The assistant's debugging methodology here is worth noting. It did not:
- Blame the network or the SSH connection
- Assume the image was fundamentally broken
- Give up and return to SGLang Instead, it recognized the failure as a visibility problem — the
--rmflag had removed the evidence, so the solution was to preserve the evidence. This is a textbook debugging principle: when a failure provides no information, change the experimental setup to capture more information.
The Broader Significance
In the context of the entire deployment effort, this message is the turning point. The SGLang approach had failed with a deadlock that provided plenty of logs but no clear path forward. The vLLM image approach failed with a crash that provided no logs at all — yet this second failure was easier to diagnose once the visibility issue was resolved. Within three more messages, the assistant had the container running successfully, confirming that vLLM 0.17 could load Qwen3.5-122B-A10B-FP8 with correct architecture detection and FP8 quantization support.

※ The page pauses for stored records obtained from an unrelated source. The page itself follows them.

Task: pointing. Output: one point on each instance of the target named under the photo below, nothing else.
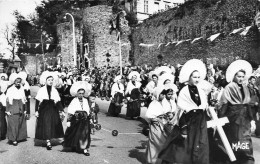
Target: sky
(25, 7)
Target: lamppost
(74, 40)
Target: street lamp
(74, 40)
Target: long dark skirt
(192, 150)
(17, 128)
(77, 136)
(157, 138)
(3, 124)
(16, 122)
(133, 109)
(49, 124)
(115, 105)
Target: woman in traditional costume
(3, 124)
(117, 93)
(132, 89)
(150, 87)
(77, 135)
(48, 110)
(16, 110)
(189, 144)
(27, 89)
(236, 106)
(156, 118)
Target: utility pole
(43, 54)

The message also illustrates a recurring theme in infrastructure engineering: the most informative failures are often the ones that look like nothing at all. A container that silently disappears forces the operator to question every assumption — about the image, the command, the flags, the environment. The assistant rose to this challenge, turning a moment of apparent failure into the foundation for eventual success.
Conclusion
The message Error response from daemon: No such container: vllm-qwen35-test is, on its surface, a mundane error. But within the narrative of this deployment, it represents a critical diagnostic moment. The assistant's ability to interpret this sparse signal — to recognize that a missing container implies a crash, that the --rm flag had destroyed evidence, and that the fix was to preserve that evidence — demonstrates the kind of systematic reasoning that separates effective infrastructure engineering from trial-and-error. The message is a reminder that in complex systems, the most valuable information often comes not from what the error says, but from what it implies about the state of the system and the assumptions of the operator.